Penetapan mantan Kapolres Bima nonaktif, AKBP Didik Putra Kuncoro, sebagai tersangka dugaan kepemilikan narkotika menjadi bukti bahwa penegakan hukum dilakukan tanpa pandang bulu, termasuk terhadap aparat penegak hukum sendiri.
Langkah tegas ini dinilai sebagai sinyal kuat bahwa reformasi internal terus berjalan demi menjaga kepercayaan publik serta marwah institusi kepolisian di tengah perang melawan narkoba yang semakin kompleks.
Guru Besar Unissula Semarang, Prof Henry Indraguna, menyampaikan dukungannya atas tindakan cepat dan tegas yang diambil Polri.
Ia menilai respons terhadap aduan masyarakat hingga penetapan tersangka terhadap oknum anggota yang diduga terlibat kasus narkotika merupakan wujud nyata komitmen reformasi internal.
“Langkah cepat Polri dalam merespons laporan masyarakat dan menetapkan tersangka terhadap oknum anggota yang terlibat kasus narkotika patut diapresiasi,” ucap Prof Henry dalam keterangan tertulisnya, Selasa (17/2/2026).
“Ini menunjukkan tidak ada kompromi terhadap pelanggaran hukum, siapa pun pelakunya,” tambahnya.
Menurutnya, tindakan tersebut telah sejalan dengan ketentuan Pasal 23 ayat (7) KUHAP baru yang menegaskan bahwa setiap penegak hukum yang melakukan pelanggaran dapat dikenai sanksi etik, administrasi, hingga pidana.
Prinsip equality before the law harus ditegakkan secara konsisten untuk menjaga integritas lembaga.
Sebagai Penasehat Ahli Balitbang DPP Partai Golkar dan Ketua Bidang Hukum DPP MKGR, Prof Henry menekankan pentingnya asas praduga tidak bersalah dalam setiap proses hukum.
“Namun demikian, apabila terbukti bersalah, sanksi terhadap oknum aparat dapat dijatuhkan lebih berat dibanding masyarakat sipil,” ungkap Prof Henry.

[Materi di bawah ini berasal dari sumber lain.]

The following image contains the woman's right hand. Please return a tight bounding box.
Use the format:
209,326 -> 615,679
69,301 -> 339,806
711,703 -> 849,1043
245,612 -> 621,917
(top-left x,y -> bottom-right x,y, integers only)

“Anggota Polri seharusnya menjadi garda terdepan dalam pemberantasan narkoba. Jika justru terlibat, maka sanksinya harus lebih berat sebagai bentuk pertanggungjawaban moral dan hukum,” sambungnya.

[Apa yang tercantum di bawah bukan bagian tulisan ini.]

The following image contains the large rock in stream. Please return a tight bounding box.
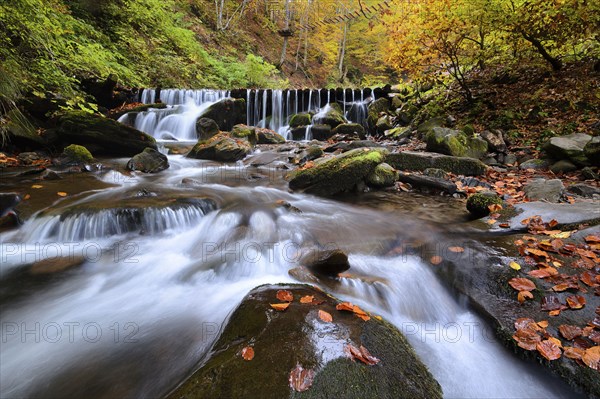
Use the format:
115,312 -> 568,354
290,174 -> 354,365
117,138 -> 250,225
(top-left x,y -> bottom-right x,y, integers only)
198,98 -> 246,131
46,111 -> 157,156
290,148 -> 387,196
187,132 -> 252,162
168,285 -> 442,399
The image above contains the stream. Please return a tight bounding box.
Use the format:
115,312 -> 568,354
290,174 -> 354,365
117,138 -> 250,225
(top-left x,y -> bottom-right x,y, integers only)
0,93 -> 573,398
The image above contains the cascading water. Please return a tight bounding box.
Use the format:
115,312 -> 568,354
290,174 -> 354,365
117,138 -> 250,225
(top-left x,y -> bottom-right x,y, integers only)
0,152 -> 580,398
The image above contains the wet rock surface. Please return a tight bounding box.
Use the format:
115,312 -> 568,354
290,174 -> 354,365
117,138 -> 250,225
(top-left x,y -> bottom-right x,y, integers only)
168,285 -> 442,399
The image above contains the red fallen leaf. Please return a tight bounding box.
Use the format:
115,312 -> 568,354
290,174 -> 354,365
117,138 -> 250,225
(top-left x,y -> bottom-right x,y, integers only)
242,346 -> 254,361
527,267 -> 558,278
508,277 -> 536,291
567,295 -> 585,309
517,291 -> 533,303
271,302 -> 290,312
277,290 -> 294,302
344,344 -> 380,366
335,302 -> 354,312
558,324 -> 582,341
584,235 -> 600,243
535,339 -> 562,360
542,295 -> 567,310
526,248 -> 550,258
513,328 -> 542,351
289,363 -> 315,392
581,346 -> 600,370
588,330 -> 600,345
319,309 -> 333,323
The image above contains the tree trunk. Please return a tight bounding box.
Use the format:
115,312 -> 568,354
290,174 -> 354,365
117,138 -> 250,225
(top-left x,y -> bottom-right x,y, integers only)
521,31 -> 562,71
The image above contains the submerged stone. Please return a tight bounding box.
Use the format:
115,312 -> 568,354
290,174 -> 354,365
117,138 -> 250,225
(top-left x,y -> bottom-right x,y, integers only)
168,285 -> 442,399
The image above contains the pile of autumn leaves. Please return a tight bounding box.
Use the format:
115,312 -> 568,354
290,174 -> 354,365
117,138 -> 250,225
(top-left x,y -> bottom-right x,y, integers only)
241,290 -> 379,392
508,216 -> 600,370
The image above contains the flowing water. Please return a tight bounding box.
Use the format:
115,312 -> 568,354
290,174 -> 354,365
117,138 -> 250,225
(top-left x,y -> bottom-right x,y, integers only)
0,151 -> 572,398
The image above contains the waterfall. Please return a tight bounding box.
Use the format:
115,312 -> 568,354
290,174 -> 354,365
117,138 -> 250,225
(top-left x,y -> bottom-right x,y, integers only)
141,89 -> 230,105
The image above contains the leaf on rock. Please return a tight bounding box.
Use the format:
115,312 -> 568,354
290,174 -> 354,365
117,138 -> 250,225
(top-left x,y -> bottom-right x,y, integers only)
242,346 -> 254,361
581,346 -> 600,370
536,339 -> 562,360
508,277 -> 536,291
277,290 -> 294,302
289,363 -> 315,392
558,324 -> 582,341
344,344 -> 380,366
271,302 -> 290,312
508,261 -> 521,270
564,346 -> 585,360
319,309 -> 333,323
517,291 -> 533,303
567,295 -> 585,309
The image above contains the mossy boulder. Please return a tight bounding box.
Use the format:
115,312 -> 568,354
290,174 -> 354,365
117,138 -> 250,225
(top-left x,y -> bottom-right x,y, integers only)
310,123 -> 333,141
543,133 -> 592,166
187,132 -> 252,162
196,118 -> 219,140
312,104 -> 347,129
231,124 -> 258,146
385,151 -> 487,176
583,136 -> 600,166
198,98 -> 246,131
290,148 -> 387,196
0,109 -> 46,150
425,127 -> 488,159
365,162 -> 398,187
331,123 -> 366,140
367,97 -> 390,133
290,112 -> 312,128
375,115 -> 393,133
47,111 -> 157,156
167,284 -> 442,399
256,128 -> 285,144
127,148 -> 169,173
62,144 -> 94,164
467,191 -> 502,218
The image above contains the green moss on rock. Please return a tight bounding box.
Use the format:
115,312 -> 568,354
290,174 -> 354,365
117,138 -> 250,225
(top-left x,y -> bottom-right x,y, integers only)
62,144 -> 94,163
187,132 -> 252,162
467,191 -> 502,217
290,148 -> 387,196
54,111 -> 157,156
168,284 -> 442,399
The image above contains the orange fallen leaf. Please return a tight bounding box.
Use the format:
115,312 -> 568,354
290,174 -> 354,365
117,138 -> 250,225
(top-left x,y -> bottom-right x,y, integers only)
277,290 -> 294,302
567,295 -> 585,309
581,346 -> 600,370
536,339 -> 562,360
508,277 -> 536,291
319,309 -> 333,323
289,363 -> 315,392
517,291 -> 533,303
271,302 -> 290,312
242,346 -> 254,361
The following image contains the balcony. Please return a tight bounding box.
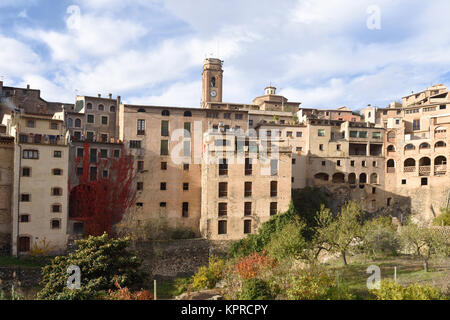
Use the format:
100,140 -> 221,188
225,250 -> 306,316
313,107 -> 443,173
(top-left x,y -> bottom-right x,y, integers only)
419,166 -> 431,177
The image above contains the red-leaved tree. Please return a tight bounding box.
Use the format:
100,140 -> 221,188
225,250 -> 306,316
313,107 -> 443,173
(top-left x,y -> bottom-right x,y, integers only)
69,142 -> 136,236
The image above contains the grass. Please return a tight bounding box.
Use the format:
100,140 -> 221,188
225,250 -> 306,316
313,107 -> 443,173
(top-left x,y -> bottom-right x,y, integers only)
325,256 -> 450,299
0,256 -> 51,268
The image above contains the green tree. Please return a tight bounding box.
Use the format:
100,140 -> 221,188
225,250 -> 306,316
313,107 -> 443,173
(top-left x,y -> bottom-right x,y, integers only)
38,233 -> 146,300
401,222 -> 449,272
316,201 -> 363,265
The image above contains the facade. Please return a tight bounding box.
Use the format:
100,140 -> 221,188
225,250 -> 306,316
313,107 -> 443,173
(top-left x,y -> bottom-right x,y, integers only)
0,58 -> 450,254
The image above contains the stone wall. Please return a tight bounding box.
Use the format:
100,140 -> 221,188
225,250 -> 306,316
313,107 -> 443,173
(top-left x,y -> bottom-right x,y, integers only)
134,239 -> 231,279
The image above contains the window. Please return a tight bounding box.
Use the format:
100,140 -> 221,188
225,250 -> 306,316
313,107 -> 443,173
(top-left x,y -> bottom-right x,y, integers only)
22,168 -> 31,177
244,202 -> 252,216
244,181 -> 252,197
218,202 -> 228,217
270,159 -> 278,176
217,220 -> 227,234
161,140 -> 169,156
130,140 -> 141,149
244,220 -> 252,234
138,161 -> 144,172
181,202 -> 189,218
219,159 -> 228,176
137,119 -> 145,136
219,182 -> 228,198
161,120 -> 169,137
270,202 -> 278,216
270,181 -> 278,197
51,219 -> 61,229
245,158 -> 253,176
52,187 -> 62,197
23,150 -> 39,159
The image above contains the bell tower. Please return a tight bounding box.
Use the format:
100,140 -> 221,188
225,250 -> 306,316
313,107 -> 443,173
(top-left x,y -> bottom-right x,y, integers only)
202,58 -> 223,108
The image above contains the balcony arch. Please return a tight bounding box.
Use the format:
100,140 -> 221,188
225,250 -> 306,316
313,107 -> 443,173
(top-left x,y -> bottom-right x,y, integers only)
332,172 -> 345,183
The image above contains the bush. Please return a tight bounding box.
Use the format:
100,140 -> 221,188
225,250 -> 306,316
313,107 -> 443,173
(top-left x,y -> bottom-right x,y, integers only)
235,251 -> 277,279
239,278 -> 273,300
286,270 -> 354,300
191,256 -> 225,290
433,208 -> 450,226
267,219 -> 307,261
370,280 -> 445,300
362,218 -> 401,257
38,233 -> 146,300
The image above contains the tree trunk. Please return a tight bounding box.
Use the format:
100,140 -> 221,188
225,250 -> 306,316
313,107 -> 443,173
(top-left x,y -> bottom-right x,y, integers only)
341,251 -> 347,266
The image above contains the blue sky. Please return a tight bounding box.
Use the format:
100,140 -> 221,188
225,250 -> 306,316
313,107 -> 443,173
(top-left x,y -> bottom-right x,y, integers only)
0,0 -> 450,109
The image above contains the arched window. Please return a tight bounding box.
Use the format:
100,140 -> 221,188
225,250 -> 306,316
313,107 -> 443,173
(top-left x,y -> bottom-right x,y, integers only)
434,141 -> 447,148
370,172 -> 378,184
419,157 -> 431,167
314,172 -> 330,181
332,172 -> 345,183
434,156 -> 447,166
403,158 -> 416,167
359,172 -> 367,183
348,172 -> 356,184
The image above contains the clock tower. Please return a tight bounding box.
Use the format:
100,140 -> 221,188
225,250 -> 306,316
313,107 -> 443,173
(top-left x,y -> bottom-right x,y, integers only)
202,58 -> 223,108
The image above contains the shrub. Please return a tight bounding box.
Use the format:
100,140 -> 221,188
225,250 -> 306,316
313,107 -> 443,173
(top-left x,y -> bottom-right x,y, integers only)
362,218 -> 400,257
433,208 -> 450,226
235,251 -> 277,279
370,280 -> 445,300
191,256 -> 225,290
286,270 -> 354,300
267,219 -> 307,261
38,233 -> 145,300
239,278 -> 273,300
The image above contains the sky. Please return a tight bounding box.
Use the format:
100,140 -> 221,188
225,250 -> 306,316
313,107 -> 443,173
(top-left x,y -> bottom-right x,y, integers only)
0,0 -> 450,110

Ia menambahkan, tindak pidana narkotika merupakan kejahatan luar biasa (extraordinary crime) yang mengancam masa depan generasi muda serta merusak tatanan sosial bangsa. Karena itu, tidak boleh ada toleransi, baik terhadap masyarakat umum maupun aparat internal.

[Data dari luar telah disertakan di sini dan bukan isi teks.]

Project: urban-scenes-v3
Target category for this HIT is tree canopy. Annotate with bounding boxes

Jika unsur pidana terpenuhi secara sah dan meyakinkan, pelaku dapat dijerat pidana maksimal sebagaimana diatur dalam Pasal 114 ayat (2) .
Prof Henry yang merupakan doktor lulusan UNS dan Universitas Borobudur itu juga menilai kasus ini menjadi momentum penting bagi Polri untuk memperkuat sistem pengawasan internal. Mekanisme kontrol berlapis, audit berkala, serta transparansi proses hukum dinilai krusial untuk mencegah terulangnya pelanggaran serupa.
Ia menegaskan, komitmen Polri dalam membersihkan oknum yang mencoreng nama institusi harus terus diperkuat dengan dukungan publik. Transparansi menjadi kunci dalam menjaga kepercayaan masyarakat terhadap institusi penegak hukum.
Kasus ini sekaligus menjadi pesan tegas bahwa negara tidak boleh kalah dalam perang melawan narkoba. Penegakan hukum yang konsisten dan tanpa pandang bulu
Polri diharapkan mampu memperkuat integritas institusi serta memberikan efek jera bagi siapa pun yang mencoba bermain-main dengan narkotika.